JavaFastPFOR icon indicating copy to clipboard operation
JavaFastPFOR copied to clipboard

compressed array become bigger

Open koron opened this issue 12 years ago • 7 comments

There are some cases that compressed array becomes bigger than original. You can see sample for it here: https://github.com/koron/JavaFastPFOR/compare/adhoc-tests Of course I know it is very rare and not target of this library. But it may cause a kind of uncovenience for users.

There are some workarounds:

  • Write it in document.
  • Make a utility methods to calculate preferred length for output array.
  • Introduce auto extendable buffer, it would be called IntArrayOutputStream or so.

What workaround do we choose?

koron avatar Sep 04 '13 19:09 koron

I have forgot 4th workaround: DO NOTHING :tongue:

koron avatar Sep 04 '13 19:09 koron

In case this is useful to you, I have now made you a collaborator on my version of the project. This means that you can work directly on the main code without going through a pull request. (I trust you.)
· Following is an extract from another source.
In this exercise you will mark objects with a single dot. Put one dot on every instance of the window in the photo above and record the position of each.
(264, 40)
Let us review this problem.

First of all, you can use a fairly large output buffer... one that is larger than the input buffer. Say the input buffer contains N integers, you can just make sure that the output buffer contains at least 1.1 * N + 1024 integers and you are good with high probability.

When the output buffer is too small, an exception is thrown. One can catch this exception and realize that the output buffer was too small... one can then extend the buffer and try again. Yes, it is ugly... but in a given application, this can be made very unlikely.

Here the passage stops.